Gli americani sono una fiaba bipolare.

Da un lato, sono gli USA sono l’unica nazione capace di stoccare nella propria storia bombe atomiche, colonialismo postmoderno, cospirazioni, segregazione razziale, junk food, guerre in diretta televisiva, disastri ambientali, crolli finanziari, assillo dell’american dream. Dall’altra parte della barricata, ci sono i freaks, gli weirdos, le sottoculture, i movimenti musicali e cinematografici e narrativi, l’NBA, insomma: tutte quelle robe “fresh cool sound” che rendono gli USA un posto folle, affascinante e grezzo al tempo stesso.

L’ultima trovata sono dei sacchi gialli, probabilmente riempiti di stracci e sabbia e gommapiuma, che la brava gente newyorkese potrà sfondare di cazzotti testate calci gomitate in pieno stile rissa da bar alla Bukowski. Sarà uno spettacolo vedere agli angoli delle strade di NYC una sfilza di omini che prendono a pugni le punching bag di dtttww, l’agenzia fautrice della creazione di queste installazioni, a metà strada tra l’ennesima menata estetica e lo stress del concetto di “salute mentale”.

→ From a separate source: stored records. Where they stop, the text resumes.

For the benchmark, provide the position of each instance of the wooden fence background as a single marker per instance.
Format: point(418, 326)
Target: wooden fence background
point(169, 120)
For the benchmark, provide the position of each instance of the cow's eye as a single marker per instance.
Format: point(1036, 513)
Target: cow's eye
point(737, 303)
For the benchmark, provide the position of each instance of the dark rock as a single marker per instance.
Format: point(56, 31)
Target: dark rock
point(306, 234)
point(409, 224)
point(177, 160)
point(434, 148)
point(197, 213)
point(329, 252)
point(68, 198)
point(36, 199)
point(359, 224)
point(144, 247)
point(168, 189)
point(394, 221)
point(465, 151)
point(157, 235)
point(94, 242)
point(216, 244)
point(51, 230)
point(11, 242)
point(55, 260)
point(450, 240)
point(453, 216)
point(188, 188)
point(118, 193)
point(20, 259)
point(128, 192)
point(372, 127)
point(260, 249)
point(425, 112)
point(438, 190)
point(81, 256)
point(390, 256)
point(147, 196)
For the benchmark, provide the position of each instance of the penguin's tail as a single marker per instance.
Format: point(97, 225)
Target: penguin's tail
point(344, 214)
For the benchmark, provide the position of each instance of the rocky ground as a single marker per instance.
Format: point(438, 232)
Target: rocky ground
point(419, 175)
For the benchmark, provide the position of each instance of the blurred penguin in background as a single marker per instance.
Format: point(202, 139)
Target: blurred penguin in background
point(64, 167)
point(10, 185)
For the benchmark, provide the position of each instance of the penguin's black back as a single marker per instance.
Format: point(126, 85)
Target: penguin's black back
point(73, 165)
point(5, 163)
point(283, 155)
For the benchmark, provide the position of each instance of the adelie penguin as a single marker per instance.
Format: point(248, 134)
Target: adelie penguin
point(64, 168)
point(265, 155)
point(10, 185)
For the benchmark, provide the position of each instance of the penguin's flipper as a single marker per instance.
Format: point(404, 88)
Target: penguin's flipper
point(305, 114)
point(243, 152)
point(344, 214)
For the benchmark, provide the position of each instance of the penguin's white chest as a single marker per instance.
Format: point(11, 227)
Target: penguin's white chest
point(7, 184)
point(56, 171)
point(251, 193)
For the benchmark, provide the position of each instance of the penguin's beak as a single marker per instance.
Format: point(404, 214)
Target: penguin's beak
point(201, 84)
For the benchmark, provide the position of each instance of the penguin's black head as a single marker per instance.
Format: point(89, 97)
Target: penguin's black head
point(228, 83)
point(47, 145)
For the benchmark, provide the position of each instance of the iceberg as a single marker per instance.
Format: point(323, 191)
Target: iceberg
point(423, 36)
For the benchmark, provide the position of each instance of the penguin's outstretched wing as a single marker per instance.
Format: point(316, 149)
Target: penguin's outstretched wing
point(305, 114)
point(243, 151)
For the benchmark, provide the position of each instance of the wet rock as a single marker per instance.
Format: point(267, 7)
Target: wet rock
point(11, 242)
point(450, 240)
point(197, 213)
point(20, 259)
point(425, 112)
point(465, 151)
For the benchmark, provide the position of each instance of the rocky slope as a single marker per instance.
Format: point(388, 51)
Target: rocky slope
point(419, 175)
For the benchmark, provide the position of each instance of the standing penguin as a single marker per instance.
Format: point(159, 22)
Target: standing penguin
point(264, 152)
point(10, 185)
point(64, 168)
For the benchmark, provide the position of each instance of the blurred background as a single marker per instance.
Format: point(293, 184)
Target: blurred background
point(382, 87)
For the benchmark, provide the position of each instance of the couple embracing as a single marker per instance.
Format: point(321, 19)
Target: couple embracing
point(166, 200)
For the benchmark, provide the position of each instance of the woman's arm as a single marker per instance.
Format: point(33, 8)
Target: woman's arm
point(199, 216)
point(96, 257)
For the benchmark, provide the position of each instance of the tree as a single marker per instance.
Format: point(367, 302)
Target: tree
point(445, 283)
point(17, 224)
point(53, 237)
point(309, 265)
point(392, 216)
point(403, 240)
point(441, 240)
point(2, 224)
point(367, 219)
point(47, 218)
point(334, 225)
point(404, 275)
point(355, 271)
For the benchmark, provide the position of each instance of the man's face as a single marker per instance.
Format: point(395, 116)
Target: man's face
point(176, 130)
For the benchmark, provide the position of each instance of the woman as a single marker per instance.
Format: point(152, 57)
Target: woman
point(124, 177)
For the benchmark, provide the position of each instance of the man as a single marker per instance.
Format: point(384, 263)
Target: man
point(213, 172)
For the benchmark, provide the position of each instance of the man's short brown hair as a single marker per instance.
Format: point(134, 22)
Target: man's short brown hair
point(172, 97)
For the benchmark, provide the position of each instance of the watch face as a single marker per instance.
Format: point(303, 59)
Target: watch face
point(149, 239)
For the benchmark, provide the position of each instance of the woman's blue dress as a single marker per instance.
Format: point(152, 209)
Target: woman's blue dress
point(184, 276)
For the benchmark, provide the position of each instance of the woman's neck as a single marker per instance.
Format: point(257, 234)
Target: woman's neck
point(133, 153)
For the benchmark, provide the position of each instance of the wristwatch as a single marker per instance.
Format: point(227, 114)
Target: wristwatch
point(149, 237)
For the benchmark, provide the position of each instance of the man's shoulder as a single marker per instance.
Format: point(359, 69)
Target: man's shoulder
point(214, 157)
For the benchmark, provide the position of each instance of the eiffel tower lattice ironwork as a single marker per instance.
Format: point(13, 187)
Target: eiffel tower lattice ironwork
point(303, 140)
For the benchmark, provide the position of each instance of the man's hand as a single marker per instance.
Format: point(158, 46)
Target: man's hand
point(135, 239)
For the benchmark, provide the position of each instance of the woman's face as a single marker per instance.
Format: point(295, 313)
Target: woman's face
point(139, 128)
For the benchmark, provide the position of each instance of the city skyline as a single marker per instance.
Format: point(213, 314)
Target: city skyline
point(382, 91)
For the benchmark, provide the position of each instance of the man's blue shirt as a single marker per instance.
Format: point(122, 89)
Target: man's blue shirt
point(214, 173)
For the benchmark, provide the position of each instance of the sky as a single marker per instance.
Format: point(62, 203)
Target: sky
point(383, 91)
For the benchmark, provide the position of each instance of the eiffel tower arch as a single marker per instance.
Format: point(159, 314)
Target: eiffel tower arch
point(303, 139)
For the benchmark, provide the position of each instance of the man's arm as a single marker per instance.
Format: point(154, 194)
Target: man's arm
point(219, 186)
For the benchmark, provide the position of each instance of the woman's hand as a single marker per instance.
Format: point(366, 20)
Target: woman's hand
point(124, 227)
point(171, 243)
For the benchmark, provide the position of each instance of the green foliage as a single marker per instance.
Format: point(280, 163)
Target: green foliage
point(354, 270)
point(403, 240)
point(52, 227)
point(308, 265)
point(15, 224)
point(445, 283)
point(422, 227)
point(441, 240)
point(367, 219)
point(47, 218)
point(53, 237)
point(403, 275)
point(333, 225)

Tanto lo sappiamo che i bums homeless senzatetto di midtown li spaccheranno per usarli come giaciglio o come potenziale arma bianca. Finirà con questi cuscinetti gialli macchiati di caffè e di scritte a trattopen che sponsorizzano un numero di cellulare da chiamare per ottenere imprecisati servizietti orali da un imprecisato soggetto.

Fa sorridere pensare che, in una nazione incasinata e nevrastenica come gli USA, si creda che il culmine dell’isteria venga raggiunto in auto o per lo stress quotidiano. Paura e disgusto, avrebbe detto Hunter S. Thompson, si giocano le trippe degli statunitensi, ma di certo se la vostra (e la nostra) vita fa schifo, non è per colpa del semaforo che è diventato rosso quando ci stavamo approcciando all’incrocio, o della smart che s’è inculata l’ultimo posto a spina di pesce.

Fa sorridere pensare che, nella nazione dove si cannoneggia l’adderall come farmaco per migliorare le prestazioni lavorative – e addirittura scolastiche –, e che ha un forte problema di dipendenza da benzodiazepine a cui non viene sempre associato un percorso terapeutico concreto, si immagini di alleviare tutto il panico del vivere in una società cannibale con due cazzotti.

Per carità: chi fa boxe, anche non agonista, sa bene che 90 minuti di corpo libero sacchi sparring corda e addominali ti fanno tornare a casa coi polmoni sgonfiati e le braccia intorpidite e la sensazione di aver ovattato, per un lasso di tempo limitato, il flusso di pensieri.

Ma boh, fa troppo ridere come gli americani si diano un tono con queste robe. Sono davvero convinti che spompare uno pseudo sacco da boxe possa rallegrargli la vita.

Bene, allora sfogatevi pure, aggiungete un antistress per non pensare alla vitadimmerda che facciamo.

Occhio però che lo step successivo è armarsi e sparare sulla foll…

Ah no, mi sa che non è lo step successivo.